If you believe the sensational headlines from January 2018, both Microsoft and Alibaba have developed computer programs that outperform humans on reading comprehension. Can this be correct? Well, it really depends on how you define “comprehension.” Let’s first start with the claims.
The test given to the programs is actually a dataset compiled by a group of computer scientists at Stanford University. It’s known as the Stanford Question Answering Dataset (or SQuAD for short), and it’s made up of more than 100,000 pairs of questions and answers based on 536 paragraph-length excerpts from Wikipedia. The program or the person reads the excerpt and then answer questions about it.
At a surface glance, SQuAD can appear formidable. The topics cover a wide range of knowledge, including historical trivia (“When did Martin Luther die?”), pop culture (“Which Doctor Who enemy is also a Time Lord?”), and basic chemistry (“What do you need to make combustion happen?”). The source paragraphs make for dense reading, often focusing on arcane topics like the EU’s legislative protocol and the concept of civil disobedience.
Faced with SQuAD’s passages and questions, humans got around 82.3 percent of the answers right. Alibaba and Microsoft’s AIs barely edged this out — getting 82.4 percent and 82.6 percent, respectively. It might be close, but a win’s a win.
But if you look below the surface, the test itself is actually quite easy. For each question, both the programs and the humans knew that the answer had to be located somewhere in the source paragraph — not just the answer, but the exact wording the question asked for. When you read “Whose authority did Luther’s theology oppose?”, it may seem difficult, but when the source text includes the sentence “[Luther’s] theology challenged the authority and office of the Pope,” it’s quite clear what the answer should be. You don’t need to understand what “authority” means, you just need to look for the subject and object of a sentence. There’s no comprehension of the passage required.

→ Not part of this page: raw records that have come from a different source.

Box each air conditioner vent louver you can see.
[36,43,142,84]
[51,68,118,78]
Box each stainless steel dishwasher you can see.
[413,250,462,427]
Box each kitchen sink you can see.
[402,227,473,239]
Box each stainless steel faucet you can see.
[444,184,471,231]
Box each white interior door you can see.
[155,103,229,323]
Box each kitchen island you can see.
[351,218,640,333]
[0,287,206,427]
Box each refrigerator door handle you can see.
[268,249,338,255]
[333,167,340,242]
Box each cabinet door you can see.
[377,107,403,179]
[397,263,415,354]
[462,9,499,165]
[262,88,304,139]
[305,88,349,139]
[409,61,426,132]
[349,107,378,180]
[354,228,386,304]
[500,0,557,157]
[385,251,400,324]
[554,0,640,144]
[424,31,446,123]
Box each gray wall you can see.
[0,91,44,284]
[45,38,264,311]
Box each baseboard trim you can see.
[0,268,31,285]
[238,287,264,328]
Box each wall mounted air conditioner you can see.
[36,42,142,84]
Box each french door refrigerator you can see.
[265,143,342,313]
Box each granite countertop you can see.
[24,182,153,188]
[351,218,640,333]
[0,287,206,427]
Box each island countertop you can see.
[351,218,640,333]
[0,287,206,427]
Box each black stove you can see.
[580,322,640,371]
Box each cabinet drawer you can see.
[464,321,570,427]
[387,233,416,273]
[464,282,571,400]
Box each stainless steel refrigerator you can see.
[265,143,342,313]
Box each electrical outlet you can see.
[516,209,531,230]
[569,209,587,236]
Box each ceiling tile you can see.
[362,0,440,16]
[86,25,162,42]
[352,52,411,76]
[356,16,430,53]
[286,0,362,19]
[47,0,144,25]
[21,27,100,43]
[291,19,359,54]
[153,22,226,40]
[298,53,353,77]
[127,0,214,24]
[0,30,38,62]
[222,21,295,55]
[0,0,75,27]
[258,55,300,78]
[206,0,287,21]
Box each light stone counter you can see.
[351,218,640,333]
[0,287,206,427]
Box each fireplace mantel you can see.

In fact, AI experts say the test is far too limited to compare with real reading. The test used only cleanly formatted Wikipedia articles — not the wide-ranging styles and complexities of books, news articles, and other reading materials that humans encounter every day. And the answers generated by the programs come from finding specific patterns in the text and matching terms in the questions and answers.
When the researchers added gibberish to the passages, something a human would easily ignore, the AIs tended to get confused, spitting out the wrong result. And every passage in the test was guaranteed to include the answer, unlike with normal reading, meaning the models didn’t have to to process concepts or reason with other ideas.
Stephen Merity, a research scientist who works on language AI indicated that calling the programs “superhuman” was “madness…. There’s no built-in ability for the model to determine or signal that it thinks the paragraph is insufficient to answer the question … and it’ll always spit you back something.”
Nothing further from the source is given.